Mit dem Streik haben die Juristen auch fehlende Mittel gefordert, die Computersysteme sind völlig veraltet. Die Justizreform der PP hatte es zudem mit sich gebracht, dass nun in sechs Monaten auch komplizierte Korruptionsfälle ermittelt werden sollen. Die Verhandlungen mit dem Justizministerium hätten aber "enttäuschender" nicht sein können, beklagen die Juristen. Es seien keine zusätzlichen Richter und Staatsanwälte eingestellt worden, um die Vorgänge beschleunigen zu können. Da keine zusätzlichen Mittel zur Verfügung gestellt wurden, ist es ein schier unmögliches Unterfangen, komplexe Korruptionsfälle in der vorgeschriebenen Zeit zu bearbeiten.

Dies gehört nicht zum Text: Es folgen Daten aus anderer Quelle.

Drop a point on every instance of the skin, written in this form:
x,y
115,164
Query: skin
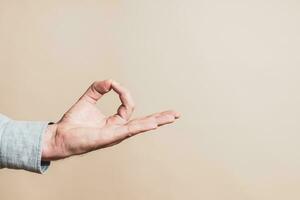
x,y
83,128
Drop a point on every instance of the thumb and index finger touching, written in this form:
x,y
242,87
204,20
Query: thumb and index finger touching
x,y
100,88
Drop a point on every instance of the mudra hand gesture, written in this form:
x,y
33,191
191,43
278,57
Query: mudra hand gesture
x,y
83,128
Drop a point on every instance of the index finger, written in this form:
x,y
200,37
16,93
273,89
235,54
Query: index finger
x,y
126,109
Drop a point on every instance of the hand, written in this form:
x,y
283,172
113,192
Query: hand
x,y
83,128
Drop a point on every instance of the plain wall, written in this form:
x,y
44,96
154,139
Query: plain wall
x,y
232,68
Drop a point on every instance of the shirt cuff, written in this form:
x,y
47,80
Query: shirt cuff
x,y
21,146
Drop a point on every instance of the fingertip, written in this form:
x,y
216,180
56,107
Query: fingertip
x,y
177,115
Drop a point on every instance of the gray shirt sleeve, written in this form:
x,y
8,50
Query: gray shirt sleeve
x,y
20,145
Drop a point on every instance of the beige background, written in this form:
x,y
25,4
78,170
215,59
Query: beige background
x,y
231,68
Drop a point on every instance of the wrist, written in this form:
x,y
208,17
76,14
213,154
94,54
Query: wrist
x,y
48,142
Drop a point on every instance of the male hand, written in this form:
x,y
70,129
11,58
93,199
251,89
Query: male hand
x,y
83,128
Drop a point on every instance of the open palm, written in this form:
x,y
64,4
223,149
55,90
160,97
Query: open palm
x,y
84,127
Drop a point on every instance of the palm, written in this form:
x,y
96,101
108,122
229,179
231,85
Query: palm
x,y
84,128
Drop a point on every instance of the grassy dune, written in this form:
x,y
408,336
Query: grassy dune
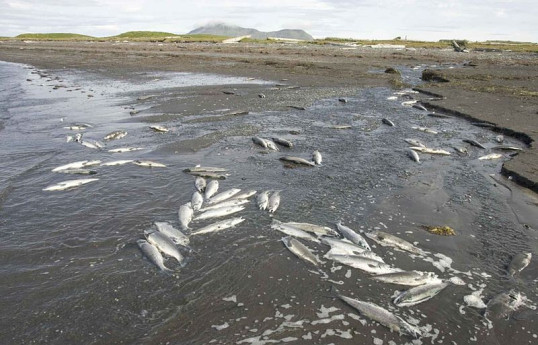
x,y
156,36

Der Streikaufruf nahm keinen ausdrücklichen Bezug auf den Konflikt um Katalonien. Es ist aber offensichtlich, wie in den vergangenen Monaten die Regierung die Justiz instrumentalisiert hat, die Tricks, die Rechtsbeugung und Rechtsumgehung wurden von etlichen Verfassungsexperten kritisiert, mit denen die Umsetzung des Wahlergebnisses verhindert wird. Mehr als 650 Juristen aus dem gesamten spanischen Staaten hatten sich deshalb schon in einem Schreiben an den Europarat gewandt, um die "Judikalisierung" der spanischen Politik und "schwerwiegende Verstöße gegen Rechte und Freiheiten" anzuzeigen. Der Professor Joaquin Urías spricht sogar schon einem "stillen Staatsstreich", da nun sogar die Regierungsbildung präventiv verhindert wird, weil den Unionisten in Madrid die katalanischen Minister nicht passen.